Pourquoi ? Probablement parce que les aînés, qui s’inquiètent pour leur santé, ont été échaudés par la réforme Barrette. Et aussi parce qu’ils ressentent plus d’insécurité identitaire. Sous Philippe Couillard, ils se sont sentis jugés, comme si leurs craintes étaient irrationnelles et illégitimes.

Par contre, ce qui a rebuté les plus vieux semble avoir plu aux jeunes. C’est la seule bonne nouvelle pour les libéraux : ils mènent dans les intentions de vote chez les 18-34 ans.

PHOTO JACQUES BOISSINOT, ARCHIVES LA PRESSE CANADIENNE

Dominique Anglade

Depuis les années 70, le PLQ menait chez les plus vieux. C’est désormais le contraire. Le renversement est majeur.

Les candidats à la direction, Dominique Anglade et Alexandre Cusson, disent vouloir renouer avec le nationalisme. Pour cela, ils devront réconcilier les milléniaux avec les baby-boomers.

Pour l’instant, Mme Anglade est la seule à avoir fait des propositions concrètes. Au lieu d’invalider la loi sur la laïcité, elle laisserait les tribunaux trancher, sans recourir à la clause dérogatoire. Elle déposerait aussi une loi sur l’interculturalisme.

Cela semble assez minimal. Et pourtant, cette dernière mesure a été critiquée l’été dernier lors du congrès de l’aile jeunesse. Le tiers des jeunes a voté contre l’interculturalisme malgré l’intervention au micro de leur président. Ces contestataires s’opposaient ainsi à la reconnaissance au Québec d’un « groupe majoritaire francophone » qui doit « servir de socle pour l’intégration des immigrants ». Le multiculturalisme a donc ses partisans au PLQ.

Cela remet en contexte le débat sur l’héritage nationaliste des libéraux.

Le problème n’est pas que le PLQ n’a pas de racines nationalistes. C’est plutôt que certains militants les ont oubliées.

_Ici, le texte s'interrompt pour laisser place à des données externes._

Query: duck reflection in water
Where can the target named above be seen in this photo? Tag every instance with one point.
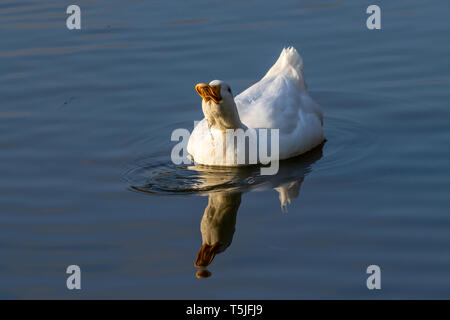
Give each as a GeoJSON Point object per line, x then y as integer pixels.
{"type": "Point", "coordinates": [219, 219]}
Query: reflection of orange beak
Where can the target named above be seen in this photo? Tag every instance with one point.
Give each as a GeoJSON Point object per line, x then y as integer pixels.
{"type": "Point", "coordinates": [206, 255]}
{"type": "Point", "coordinates": [208, 92]}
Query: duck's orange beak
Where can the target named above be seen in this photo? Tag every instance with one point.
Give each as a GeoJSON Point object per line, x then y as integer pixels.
{"type": "Point", "coordinates": [206, 255]}
{"type": "Point", "coordinates": [208, 92]}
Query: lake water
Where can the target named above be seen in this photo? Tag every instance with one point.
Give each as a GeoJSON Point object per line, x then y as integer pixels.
{"type": "Point", "coordinates": [86, 118]}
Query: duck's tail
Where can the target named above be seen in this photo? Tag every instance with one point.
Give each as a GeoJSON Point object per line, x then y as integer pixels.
{"type": "Point", "coordinates": [289, 63]}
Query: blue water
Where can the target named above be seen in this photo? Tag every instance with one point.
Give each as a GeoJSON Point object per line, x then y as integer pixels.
{"type": "Point", "coordinates": [87, 115]}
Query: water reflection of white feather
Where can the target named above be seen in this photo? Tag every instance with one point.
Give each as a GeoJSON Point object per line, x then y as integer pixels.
{"type": "Point", "coordinates": [219, 218]}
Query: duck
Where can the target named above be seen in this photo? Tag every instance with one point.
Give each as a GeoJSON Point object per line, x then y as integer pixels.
{"type": "Point", "coordinates": [279, 100]}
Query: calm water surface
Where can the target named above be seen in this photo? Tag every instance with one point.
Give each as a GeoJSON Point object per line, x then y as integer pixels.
{"type": "Point", "coordinates": [86, 178]}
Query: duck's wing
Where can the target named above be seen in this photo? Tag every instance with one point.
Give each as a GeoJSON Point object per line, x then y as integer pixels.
{"type": "Point", "coordinates": [280, 101]}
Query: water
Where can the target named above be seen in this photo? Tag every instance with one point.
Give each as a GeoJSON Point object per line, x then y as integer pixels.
{"type": "Point", "coordinates": [86, 118]}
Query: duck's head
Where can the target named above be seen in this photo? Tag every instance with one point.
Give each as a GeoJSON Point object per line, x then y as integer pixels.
{"type": "Point", "coordinates": [218, 105]}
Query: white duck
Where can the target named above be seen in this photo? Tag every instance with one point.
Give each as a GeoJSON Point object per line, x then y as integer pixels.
{"type": "Point", "coordinates": [278, 101]}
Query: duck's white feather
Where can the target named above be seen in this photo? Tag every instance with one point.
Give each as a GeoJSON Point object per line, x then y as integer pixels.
{"type": "Point", "coordinates": [278, 101]}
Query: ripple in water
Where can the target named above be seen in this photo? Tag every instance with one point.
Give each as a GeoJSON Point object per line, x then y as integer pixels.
{"type": "Point", "coordinates": [348, 143]}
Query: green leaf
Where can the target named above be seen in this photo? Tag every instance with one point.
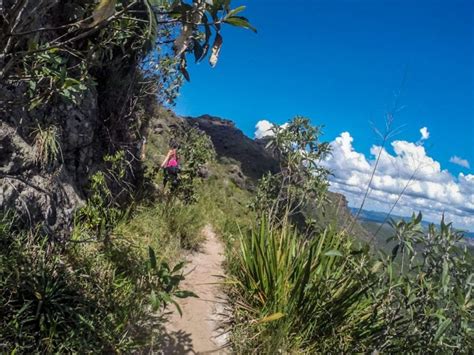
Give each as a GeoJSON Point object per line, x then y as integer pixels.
{"type": "Point", "coordinates": [240, 21]}
{"type": "Point", "coordinates": [442, 329]}
{"type": "Point", "coordinates": [235, 11]}
{"type": "Point", "coordinates": [271, 318]}
{"type": "Point", "coordinates": [152, 256]}
{"type": "Point", "coordinates": [333, 253]}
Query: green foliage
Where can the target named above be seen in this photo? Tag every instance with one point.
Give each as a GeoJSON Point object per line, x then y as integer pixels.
{"type": "Point", "coordinates": [47, 146]}
{"type": "Point", "coordinates": [101, 213]}
{"type": "Point", "coordinates": [294, 294]}
{"type": "Point", "coordinates": [169, 280]}
{"type": "Point", "coordinates": [50, 79]}
{"type": "Point", "coordinates": [301, 179]}
{"type": "Point", "coordinates": [195, 152]}
{"type": "Point", "coordinates": [423, 294]}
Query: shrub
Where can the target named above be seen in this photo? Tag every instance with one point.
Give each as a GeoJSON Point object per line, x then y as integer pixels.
{"type": "Point", "coordinates": [297, 294]}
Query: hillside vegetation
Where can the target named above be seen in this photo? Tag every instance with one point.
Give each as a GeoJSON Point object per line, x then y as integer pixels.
{"type": "Point", "coordinates": [93, 245]}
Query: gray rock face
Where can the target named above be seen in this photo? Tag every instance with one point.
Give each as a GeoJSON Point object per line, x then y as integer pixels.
{"type": "Point", "coordinates": [47, 194]}
{"type": "Point", "coordinates": [231, 143]}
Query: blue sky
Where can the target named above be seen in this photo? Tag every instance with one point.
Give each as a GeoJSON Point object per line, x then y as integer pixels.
{"type": "Point", "coordinates": [340, 63]}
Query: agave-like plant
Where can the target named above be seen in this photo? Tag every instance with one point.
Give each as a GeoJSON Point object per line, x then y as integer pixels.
{"type": "Point", "coordinates": [300, 293]}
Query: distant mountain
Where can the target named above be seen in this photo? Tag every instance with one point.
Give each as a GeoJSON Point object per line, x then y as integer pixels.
{"type": "Point", "coordinates": [379, 217]}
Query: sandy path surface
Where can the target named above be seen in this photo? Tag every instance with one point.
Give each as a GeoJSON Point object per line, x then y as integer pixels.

On pourrait débattre longuement du legs des anciens chefs libéraux comme Jean Lesage, Robert Bourassa et Claude Ryan. Mais, à tout le moins, ils reconnaissaient l’existence d’un « nous ». D’une communauté politique à la fois majoritaire chez elle et minoritaire au Canada, qui devait être défendue.

C’est pourquoi, dès 1971, M. Bourassa dénonçait le multiculturalisme de Pierre Elliott Trudeau. Mme Anglade s’en est d’ailleurs réclamée dans sa défense de l’interculturalisme. Cela peut sembler minimal. Reste que c’est significatif dans le contexte où son parti revient de l’arrière.

Sous le règne de Duplessis, les libéraux étaient accusés de n’être qu’une copie provinciale du Parti libéral du Canada. Et aujourd’hui, ils doivent à nouveau se défendre de cette accusation, contre un adversaire qui, comme l’Union nationale, est à la fois fédéraliste et nationaliste.

Mme Anglade et M. Cusson auront la chance d’expliquer concrètement s’ils réclament de nouveaux pouvoirs du fédéral et s’ils utiliseront ceux à leur disposition par exemple pour protéger le français, promouvoir notre culture et mieux intégrer les nouveaux arrivants à la communauté francophone.

PHOTO JACQUES BOISSINOT, ARCHIVES LA PRESSE CANADIENNE

Alexandre Cusson

Mais avant de discuter des moyens, les libéraux devraient commencer par parler de l’objectif lui-même. En quoi consiste exactement aujourd’hui leur nationalisme ?

La première étape serait de changer de ton. De ne pas juger de haut les inquiétudes identitaires des plus vieux. Et de rappeler aux plus jeunes le devoir historique d’assumer le rôle de « premier responsable », comme disait Robert Bourassa, de la culture francophone en Amérique du Nord.

C’est une réconciliation entre deux générations de militants et une réconciliation aussi d’un parti avec son histoire sinueuse.

Pour cela, il faudra un remarquable mélange de tact et de poigne.